What ag or real estate issues are you most passionate about or interested in and why?
It constantly changes! I follow several podcasts to stay informed about appraisal and ag-related issues – they make those long drives much easier. However, one issue that I continually follow is water. Water rights have always interested me and are an integral part of my work. If I don’t understand the water, I don’t fully understand the property. Outside of that, my passion for agriculture stems from the men and women dedicated to this industry. The issues I find interesting are the challenges they face, day in and day out. I love the opportunity to talk to experienced farmers – those with history in the industry. I’ve learned when an old farmer talks, you better listen. Their wisdom and advice are some of the most valuable lessons I’ve received in my career.
How does it feel to have earned your ARA certification? Did you learn anything especially useful or interesting?
Earning my ARA certification is immensely gratifying! Completing the demonstration appraisal report was a very humbling experience. It pushed me out of my comfort zone and prompted me to reevaluate how I developed my reports, ultimately resulting in a better work product.
The most valuable lesson I learned on the path to accreditation was the power of networking. Prior to applying for the ARA designation, I built relationships with Society members who helped me with various appraisal projects throughout the beginning of my career. Many I still stay in contact with today. When pursuing the designation, I reached out to them as well as past instructors for advice on property selection, demo/exam preparation tips, and demo review before submission. I might have even called my first supervisor for help because I was pretty sure if I couldn’t figure out breakdown depreciation, I didn’t deserve accreditation. Like I said, a very humbling experience. The best piece of advice I got from many of my peers is trust your instincts (the KISS principle) because your instincts are usually right. I also came to realize the lasting value of my class textbooks.

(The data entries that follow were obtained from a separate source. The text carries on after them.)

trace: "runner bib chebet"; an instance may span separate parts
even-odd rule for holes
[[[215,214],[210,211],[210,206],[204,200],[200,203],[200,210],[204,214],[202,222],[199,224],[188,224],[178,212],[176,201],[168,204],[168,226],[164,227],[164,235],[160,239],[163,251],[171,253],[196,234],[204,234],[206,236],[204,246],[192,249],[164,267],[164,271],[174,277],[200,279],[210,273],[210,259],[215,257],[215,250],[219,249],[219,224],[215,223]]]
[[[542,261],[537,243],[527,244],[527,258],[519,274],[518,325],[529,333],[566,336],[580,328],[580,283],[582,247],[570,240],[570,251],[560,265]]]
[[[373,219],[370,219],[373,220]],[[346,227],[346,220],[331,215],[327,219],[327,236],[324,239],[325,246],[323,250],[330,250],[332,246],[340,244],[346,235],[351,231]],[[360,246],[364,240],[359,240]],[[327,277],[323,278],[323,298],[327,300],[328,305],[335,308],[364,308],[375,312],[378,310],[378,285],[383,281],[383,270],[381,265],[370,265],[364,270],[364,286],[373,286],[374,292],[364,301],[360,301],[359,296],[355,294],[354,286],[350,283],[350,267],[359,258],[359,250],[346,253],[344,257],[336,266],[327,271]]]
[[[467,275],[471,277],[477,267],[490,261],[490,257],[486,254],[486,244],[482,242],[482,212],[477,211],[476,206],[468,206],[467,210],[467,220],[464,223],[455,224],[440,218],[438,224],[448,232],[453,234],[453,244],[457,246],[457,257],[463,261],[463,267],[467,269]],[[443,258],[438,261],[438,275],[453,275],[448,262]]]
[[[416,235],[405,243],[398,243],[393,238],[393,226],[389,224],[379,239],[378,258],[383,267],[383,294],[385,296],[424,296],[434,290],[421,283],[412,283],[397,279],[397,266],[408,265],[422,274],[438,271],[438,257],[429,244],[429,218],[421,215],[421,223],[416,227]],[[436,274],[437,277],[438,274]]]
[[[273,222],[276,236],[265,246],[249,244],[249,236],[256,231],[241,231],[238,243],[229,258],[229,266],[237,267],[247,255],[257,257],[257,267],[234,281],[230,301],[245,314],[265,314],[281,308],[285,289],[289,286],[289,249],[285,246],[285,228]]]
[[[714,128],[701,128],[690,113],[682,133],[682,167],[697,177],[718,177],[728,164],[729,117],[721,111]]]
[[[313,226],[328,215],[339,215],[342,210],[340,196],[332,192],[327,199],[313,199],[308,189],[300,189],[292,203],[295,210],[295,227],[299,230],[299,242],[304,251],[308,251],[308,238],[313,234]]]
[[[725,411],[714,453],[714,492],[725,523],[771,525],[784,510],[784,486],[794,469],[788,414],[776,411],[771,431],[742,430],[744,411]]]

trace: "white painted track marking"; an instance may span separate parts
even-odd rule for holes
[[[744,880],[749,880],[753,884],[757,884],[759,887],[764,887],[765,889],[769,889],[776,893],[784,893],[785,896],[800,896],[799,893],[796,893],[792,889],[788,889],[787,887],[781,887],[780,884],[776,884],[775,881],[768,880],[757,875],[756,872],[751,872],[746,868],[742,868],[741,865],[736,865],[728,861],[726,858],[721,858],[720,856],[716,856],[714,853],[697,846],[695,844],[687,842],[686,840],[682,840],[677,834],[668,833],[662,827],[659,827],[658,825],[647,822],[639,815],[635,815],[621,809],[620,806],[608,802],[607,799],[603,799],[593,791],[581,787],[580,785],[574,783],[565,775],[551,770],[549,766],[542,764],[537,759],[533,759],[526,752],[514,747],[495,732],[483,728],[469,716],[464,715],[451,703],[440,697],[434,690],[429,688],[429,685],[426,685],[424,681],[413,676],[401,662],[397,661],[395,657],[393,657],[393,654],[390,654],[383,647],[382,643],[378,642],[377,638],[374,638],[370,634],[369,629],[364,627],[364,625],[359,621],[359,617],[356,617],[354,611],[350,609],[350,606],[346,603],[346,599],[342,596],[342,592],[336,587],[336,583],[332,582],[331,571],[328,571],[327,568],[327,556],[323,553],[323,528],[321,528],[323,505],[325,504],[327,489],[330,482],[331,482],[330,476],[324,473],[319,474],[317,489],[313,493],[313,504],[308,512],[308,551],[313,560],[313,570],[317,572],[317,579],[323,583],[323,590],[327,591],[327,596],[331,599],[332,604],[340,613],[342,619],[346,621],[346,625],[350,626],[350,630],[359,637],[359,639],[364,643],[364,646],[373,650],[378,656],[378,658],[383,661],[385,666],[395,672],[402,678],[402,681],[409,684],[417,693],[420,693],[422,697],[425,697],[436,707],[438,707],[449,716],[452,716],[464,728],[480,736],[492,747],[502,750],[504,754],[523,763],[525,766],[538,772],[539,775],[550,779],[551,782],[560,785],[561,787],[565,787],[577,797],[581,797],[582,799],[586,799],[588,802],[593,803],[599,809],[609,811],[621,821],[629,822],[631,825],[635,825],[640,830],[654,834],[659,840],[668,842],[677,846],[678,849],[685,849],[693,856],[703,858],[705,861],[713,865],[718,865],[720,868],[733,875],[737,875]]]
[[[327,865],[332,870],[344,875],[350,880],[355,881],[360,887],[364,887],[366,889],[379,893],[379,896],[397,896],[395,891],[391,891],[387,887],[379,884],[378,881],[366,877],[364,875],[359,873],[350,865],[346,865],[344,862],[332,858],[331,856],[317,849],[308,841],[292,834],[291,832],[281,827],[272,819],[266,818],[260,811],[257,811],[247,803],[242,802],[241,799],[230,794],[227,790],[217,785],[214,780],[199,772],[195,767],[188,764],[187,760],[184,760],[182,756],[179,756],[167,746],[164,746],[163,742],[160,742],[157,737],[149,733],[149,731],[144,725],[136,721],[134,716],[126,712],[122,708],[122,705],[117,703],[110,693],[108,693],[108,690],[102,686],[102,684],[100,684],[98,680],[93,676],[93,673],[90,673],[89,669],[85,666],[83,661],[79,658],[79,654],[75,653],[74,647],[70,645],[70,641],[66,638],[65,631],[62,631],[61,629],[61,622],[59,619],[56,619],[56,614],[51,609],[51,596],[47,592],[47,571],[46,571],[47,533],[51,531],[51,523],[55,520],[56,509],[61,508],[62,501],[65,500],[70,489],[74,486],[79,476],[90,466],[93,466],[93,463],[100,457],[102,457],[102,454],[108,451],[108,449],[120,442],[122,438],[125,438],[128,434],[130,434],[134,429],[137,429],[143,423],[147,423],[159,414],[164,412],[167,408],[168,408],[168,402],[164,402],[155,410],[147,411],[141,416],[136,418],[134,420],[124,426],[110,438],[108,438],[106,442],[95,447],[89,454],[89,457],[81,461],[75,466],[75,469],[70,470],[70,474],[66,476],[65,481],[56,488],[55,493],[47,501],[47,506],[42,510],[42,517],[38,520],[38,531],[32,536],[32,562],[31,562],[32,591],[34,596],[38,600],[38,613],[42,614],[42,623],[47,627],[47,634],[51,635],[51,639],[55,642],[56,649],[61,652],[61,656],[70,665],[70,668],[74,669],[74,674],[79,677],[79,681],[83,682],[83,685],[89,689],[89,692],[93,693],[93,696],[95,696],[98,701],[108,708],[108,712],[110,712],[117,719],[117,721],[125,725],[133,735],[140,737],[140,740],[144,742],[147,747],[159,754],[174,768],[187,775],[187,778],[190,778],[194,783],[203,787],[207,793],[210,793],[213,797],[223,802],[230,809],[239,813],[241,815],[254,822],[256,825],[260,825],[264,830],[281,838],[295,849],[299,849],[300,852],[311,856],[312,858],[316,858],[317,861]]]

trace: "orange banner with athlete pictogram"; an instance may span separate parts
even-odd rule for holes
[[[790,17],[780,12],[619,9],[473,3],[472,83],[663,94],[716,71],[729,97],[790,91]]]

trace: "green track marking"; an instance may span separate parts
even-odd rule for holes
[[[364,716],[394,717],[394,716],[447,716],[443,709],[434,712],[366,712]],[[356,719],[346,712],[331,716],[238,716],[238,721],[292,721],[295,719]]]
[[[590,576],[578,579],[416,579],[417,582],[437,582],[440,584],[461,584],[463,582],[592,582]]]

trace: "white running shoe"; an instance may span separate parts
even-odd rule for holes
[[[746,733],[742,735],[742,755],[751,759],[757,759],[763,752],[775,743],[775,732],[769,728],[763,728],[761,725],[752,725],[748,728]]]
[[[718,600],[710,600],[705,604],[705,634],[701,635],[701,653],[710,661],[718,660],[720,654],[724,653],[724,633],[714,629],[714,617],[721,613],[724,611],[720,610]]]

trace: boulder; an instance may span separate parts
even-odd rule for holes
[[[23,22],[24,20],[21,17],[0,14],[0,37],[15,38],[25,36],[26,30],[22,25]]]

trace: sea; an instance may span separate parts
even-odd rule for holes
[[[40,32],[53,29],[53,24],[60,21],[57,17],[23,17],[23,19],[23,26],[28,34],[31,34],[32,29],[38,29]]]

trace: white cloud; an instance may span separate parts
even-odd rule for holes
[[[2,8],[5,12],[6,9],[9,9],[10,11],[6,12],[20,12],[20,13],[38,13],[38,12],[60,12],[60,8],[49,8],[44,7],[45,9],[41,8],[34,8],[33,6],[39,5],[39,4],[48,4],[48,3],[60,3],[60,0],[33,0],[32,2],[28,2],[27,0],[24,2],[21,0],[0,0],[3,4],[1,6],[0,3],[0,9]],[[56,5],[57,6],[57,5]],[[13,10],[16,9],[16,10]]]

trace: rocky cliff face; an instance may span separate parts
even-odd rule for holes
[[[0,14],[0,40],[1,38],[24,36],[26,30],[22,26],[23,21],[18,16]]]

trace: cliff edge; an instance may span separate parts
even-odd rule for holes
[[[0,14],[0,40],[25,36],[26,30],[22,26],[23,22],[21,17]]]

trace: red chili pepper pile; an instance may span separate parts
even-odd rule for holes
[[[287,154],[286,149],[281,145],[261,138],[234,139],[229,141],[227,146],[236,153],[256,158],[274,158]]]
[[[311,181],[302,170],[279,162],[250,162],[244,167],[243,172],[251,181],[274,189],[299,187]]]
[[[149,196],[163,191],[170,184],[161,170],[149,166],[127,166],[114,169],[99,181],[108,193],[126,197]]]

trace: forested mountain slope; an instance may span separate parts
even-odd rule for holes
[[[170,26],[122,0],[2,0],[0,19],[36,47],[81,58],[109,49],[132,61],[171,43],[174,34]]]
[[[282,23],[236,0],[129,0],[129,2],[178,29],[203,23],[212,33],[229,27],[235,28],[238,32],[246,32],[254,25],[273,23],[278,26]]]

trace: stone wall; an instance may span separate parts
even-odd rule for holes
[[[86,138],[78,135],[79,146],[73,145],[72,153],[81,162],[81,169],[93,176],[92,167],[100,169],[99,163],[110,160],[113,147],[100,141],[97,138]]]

They come in handy when breakdown depreciation becomes a breakdown of your mental capacity.
What are you excited for going forward with your career?
There is still so much I have to learn, and I am continually grateful for those who continue to teach me. I hope to become an exceptional mentor to others, just as my mentors have been to me. Beyond that, the future of this career is a constant source of excitement. The economic rollercoaster we have been riding for the last few years doesn’t seem to end, AI is making its way into the appraisal world, technology in mapping and portfolio management is excelling. The list goes on! We are witnessing history in the making. I find it both exciting and a little daunting to be a part of it. My only hope is that I can look back and say that I, as well as my peers, made the right decisions to protect and preserve the integrity of the appraisal profession.
Any advice for new appraisers?
For newcomers in the appraisal field, I strongly recommend attending in-person classes whenever possible. The relationships I built in those classrooms have endured since day one, turning into countless networking opportunities and great friendships. I don’t know if I could have done it without all of the support I received… or working through drill problems together in the hotel lobby… or the trip to the zoo after feeling like we failed the first day of the ARA exam... or axe throwing with the instructors…. Those are the memories you can’t miss out on and relationships that will last your entire career.